NAME
Algorithm::Classifier::NaiveBayes - A multinomial naive Bayes text classifier with Laplace smoothing.
VERSION
Version 0.0.1
SYNOPSIS
use Algorithm::Classifier::NaiveBayes;
my $nb = Algorithm::Classifier::NaiveBayes->new;
# train it with examples of each class
$nb->train( 'spam', 'buy cheap pills now' );
$nb->train( 'spam', 'cheap watches for sale' );
$nb->train( 'ham', 'meeting at noon tomorrow' );
$nb->train( 'ham', 'lunch with the team' );
# classify some new text
my $class = $nb->classify('cheap pills for sale');
# $class is now 'spam'
# or get the score and probability for every class as well
my ( $best, $scores, $probs ) = $nb->classify('cheap pills for sale');
# save the model for later and load it again
$nb->save('model.json');
my $loaded = Algorithm::Classifier::NaiveBayes->new;
$loaded->load('model.json');
DESCRIPTION
This module implements a multinomial naive Bayes classifier. Strings are broken into tokens and each class is scored using the log of its prior probability, based on how often the class was trained, plus the sum of the log probabilities of each token appearing in that class. Token probabilities are smoothed so tokens never seen for a class do not zero out the whole score. By default this is add-one, Laplace, smoothing, but Lidstone, add-alpha, smoothing with a configurable alpha may be selected instead. Smaller alphas, such as 0.1 to 0.5, often perform better on small training sets.
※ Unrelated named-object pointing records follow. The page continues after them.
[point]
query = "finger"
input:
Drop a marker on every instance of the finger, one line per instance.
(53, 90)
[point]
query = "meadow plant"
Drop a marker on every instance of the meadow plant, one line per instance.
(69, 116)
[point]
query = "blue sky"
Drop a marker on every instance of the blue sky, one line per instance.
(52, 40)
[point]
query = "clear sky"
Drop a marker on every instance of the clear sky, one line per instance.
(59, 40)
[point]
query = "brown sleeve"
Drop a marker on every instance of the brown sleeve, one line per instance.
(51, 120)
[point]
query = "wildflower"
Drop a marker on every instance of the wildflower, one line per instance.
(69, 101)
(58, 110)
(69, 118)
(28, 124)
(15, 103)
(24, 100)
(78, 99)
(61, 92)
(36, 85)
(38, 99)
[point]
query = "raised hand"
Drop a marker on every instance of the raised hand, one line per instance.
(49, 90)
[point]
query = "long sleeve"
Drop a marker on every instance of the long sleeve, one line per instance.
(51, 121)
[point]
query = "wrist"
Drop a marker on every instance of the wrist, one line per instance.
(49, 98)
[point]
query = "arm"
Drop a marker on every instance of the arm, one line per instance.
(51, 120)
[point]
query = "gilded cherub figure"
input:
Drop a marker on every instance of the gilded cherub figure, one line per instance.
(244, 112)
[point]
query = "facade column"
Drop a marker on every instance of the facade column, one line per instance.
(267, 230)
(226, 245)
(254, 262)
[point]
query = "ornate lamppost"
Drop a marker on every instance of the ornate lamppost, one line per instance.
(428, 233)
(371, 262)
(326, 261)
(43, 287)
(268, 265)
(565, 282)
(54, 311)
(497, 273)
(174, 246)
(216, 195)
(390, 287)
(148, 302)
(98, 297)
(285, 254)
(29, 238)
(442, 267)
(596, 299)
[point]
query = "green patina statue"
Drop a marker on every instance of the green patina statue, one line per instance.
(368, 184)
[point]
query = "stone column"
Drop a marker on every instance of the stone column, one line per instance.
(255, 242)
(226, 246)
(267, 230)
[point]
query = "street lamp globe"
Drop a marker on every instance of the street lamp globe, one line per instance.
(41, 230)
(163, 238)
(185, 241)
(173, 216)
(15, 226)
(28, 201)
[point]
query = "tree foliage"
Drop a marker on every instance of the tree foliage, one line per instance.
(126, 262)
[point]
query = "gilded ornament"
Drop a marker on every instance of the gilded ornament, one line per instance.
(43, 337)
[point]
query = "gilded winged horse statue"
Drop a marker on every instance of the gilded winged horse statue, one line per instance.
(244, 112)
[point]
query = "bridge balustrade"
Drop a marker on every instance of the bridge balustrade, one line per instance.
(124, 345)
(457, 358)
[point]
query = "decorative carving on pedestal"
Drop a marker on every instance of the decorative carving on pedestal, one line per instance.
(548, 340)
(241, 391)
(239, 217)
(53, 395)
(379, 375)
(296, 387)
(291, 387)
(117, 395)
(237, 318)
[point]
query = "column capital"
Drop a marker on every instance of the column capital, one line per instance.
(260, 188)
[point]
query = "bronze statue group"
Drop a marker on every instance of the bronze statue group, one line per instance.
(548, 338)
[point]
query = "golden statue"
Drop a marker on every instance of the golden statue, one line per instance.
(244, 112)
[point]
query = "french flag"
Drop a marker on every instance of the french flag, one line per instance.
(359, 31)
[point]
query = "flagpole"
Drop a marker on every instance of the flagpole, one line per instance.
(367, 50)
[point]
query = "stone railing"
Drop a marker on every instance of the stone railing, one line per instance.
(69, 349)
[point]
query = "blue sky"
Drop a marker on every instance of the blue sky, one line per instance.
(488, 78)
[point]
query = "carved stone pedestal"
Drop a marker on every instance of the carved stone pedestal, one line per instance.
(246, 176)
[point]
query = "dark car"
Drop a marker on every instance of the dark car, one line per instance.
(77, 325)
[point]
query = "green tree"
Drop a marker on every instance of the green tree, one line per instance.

By default token occurrences are weighted by their raw counts, but binary weighting, counting each unique token once per document, may be selected instead via token_weighting. Class priors default to how often each class was trained, but may be set to uniform via priors.
Classes are not predefined. A class exists once something has been trained for it and stops existing if everything for it is untrained.
The model may be saved to a JSON file or string and loaded back later, allowing training and classification to happen in different processes.
METHODS
new
Initiates the object.
my $nb = Algorithm::Classifier::NaiveBayes->new(%args);
The following args are supported.
lc_tokens - Lowercase tokens when tokenizing.
Default: 1
token_splitter - Regex to use for splitting a string into tokens.
Default: \s+
stop_regex - If defined, tokens matching this regex are dropped.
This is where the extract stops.